Chest tightness is one of the most common conditions in middle aged and elder individuals. In this age group, it is usually due to heart diseases. Chest tightness in young age is more likely to be due to a condition not related to heart. Some of the common conditions that can result in chest tightness in this age group are asthma, costochondritis, anxiety and pericarditis.
Chest Tightness and Angina
Chest tightness in middle aged and older individuals has been classically associated with the angina pectoris. The anginal pain is often felt as substernal chest tightness and is often caused by stressful physical activities. The pain or the tightness is usually relieved by rest. The pain or tightness might be felt radiating to the neck or the left arm.
Angina occurs due to inadequate supply of blood to heart muscles. This may occur due to a variety of causes, for e.g. increased muscle mass and oxygen demand in hypertension, abnormal narrowing of the coronary vessels in ischemic heart diseases, etc. Anginal pain requires thorough evaluation and adequate treatment (depending upon the cause). If left untreated, it can lead to heart attack in the future.
Chest Tightness and Anxiety
Another important cause of chest tightness is anxiety and panic attacks. Chest pain or chest tightness is one of the common symptoms of these conditions. Chest tightness in anxiety and panic attacks can be associated with any of the numerous other symptoms that can occur. Occasionally, symptoms of panic attacks can mimic heart attack. Chest tightness due to anxiety can occur in any age group, although it is more likely to be in younger people.

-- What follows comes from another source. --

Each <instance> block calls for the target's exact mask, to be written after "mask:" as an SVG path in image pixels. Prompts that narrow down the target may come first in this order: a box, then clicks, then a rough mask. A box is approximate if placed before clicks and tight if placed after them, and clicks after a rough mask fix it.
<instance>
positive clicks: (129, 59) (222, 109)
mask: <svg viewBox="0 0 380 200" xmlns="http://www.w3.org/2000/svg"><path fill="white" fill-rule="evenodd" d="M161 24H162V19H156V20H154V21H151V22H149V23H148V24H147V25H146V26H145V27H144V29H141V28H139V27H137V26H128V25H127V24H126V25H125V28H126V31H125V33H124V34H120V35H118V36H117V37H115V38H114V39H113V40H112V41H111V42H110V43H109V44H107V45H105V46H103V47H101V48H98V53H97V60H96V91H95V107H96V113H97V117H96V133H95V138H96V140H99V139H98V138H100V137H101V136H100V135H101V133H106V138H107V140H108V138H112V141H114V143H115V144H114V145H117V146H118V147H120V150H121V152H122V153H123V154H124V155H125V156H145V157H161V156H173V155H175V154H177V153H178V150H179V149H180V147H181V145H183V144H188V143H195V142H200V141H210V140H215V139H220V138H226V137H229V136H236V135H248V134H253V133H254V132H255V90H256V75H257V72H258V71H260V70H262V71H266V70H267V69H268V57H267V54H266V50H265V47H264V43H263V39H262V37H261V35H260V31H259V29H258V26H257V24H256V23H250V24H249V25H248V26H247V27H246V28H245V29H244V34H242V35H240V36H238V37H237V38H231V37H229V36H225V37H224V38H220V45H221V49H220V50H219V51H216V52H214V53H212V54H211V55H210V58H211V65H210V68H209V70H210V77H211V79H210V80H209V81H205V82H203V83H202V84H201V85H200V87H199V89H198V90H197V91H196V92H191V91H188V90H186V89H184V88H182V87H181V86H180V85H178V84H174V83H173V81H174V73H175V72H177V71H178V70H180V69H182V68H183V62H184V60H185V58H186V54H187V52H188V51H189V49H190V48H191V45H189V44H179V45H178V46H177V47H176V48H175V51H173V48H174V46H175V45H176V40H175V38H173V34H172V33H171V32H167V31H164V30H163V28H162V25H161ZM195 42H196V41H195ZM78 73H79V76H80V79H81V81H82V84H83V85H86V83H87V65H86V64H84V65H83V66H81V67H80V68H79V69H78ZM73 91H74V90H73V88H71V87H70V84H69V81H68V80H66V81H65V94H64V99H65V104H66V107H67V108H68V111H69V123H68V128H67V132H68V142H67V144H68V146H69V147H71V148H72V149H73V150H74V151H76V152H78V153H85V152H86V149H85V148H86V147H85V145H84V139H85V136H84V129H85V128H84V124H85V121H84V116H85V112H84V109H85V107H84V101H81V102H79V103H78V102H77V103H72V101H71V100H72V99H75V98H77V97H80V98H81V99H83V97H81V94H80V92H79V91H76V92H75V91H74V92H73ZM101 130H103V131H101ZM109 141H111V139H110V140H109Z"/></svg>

Chest Pain Masquerading as Chest Tightness
More serious conditions like heart attack, pulmonary embolism (clot in the lung), and aortic dissection (tear in aorta) typically present with very severe chest pain. However, due to high prevalence of diabetes mellitus and the subsequent neuropathy associated with it, chest tightness might be the only initial symptom perceived in these potentially fatal conditions. The diabetic neuropathy results in reduced perception of pain and this becomes more common with increasing duration of diabetes mellitus and with poorly controlled blood glucose levels in diabetes. Misperception of chest pain due to aforementioned conditions can lead to delay in seeking medical care and can be fatal sometimes.
Other Causes of Chest Tightness
Numerous other conditions can occasionally present as chest tightness, although chest tightness is neither the most common nor the dominant presentation of these conditions. Few commonly encountered such conditions are:
- Chronic Obstructive Pulmonary Diseases (COPD)
- Bronchitis (Inflammation of the airway passages to the lungs)
- Gastroesophageal Reflux Disease (Heart Burn)
- Myocarditis (Inflammation of the heart muscle)
- Pericarditis (Inflammation of the sac surrounding the heart)
- Costochondritis (Inflammation of the cartilage connecting the ribs and the breast bone)
Treatment of Chest Tightness
Chest tightness is a symptom. Therefore, treatment of chest tightness will depend on the disease condition causing this symptom. Evaluation of chest tightness often involves various investigations like EKG (ECG), chest X-ray, serum enzymes marker for heart attack (e.g. Troponins), etc. Other investigations depend upon the other suspected causes. Future course and complications of chest tightness also depend on the cause.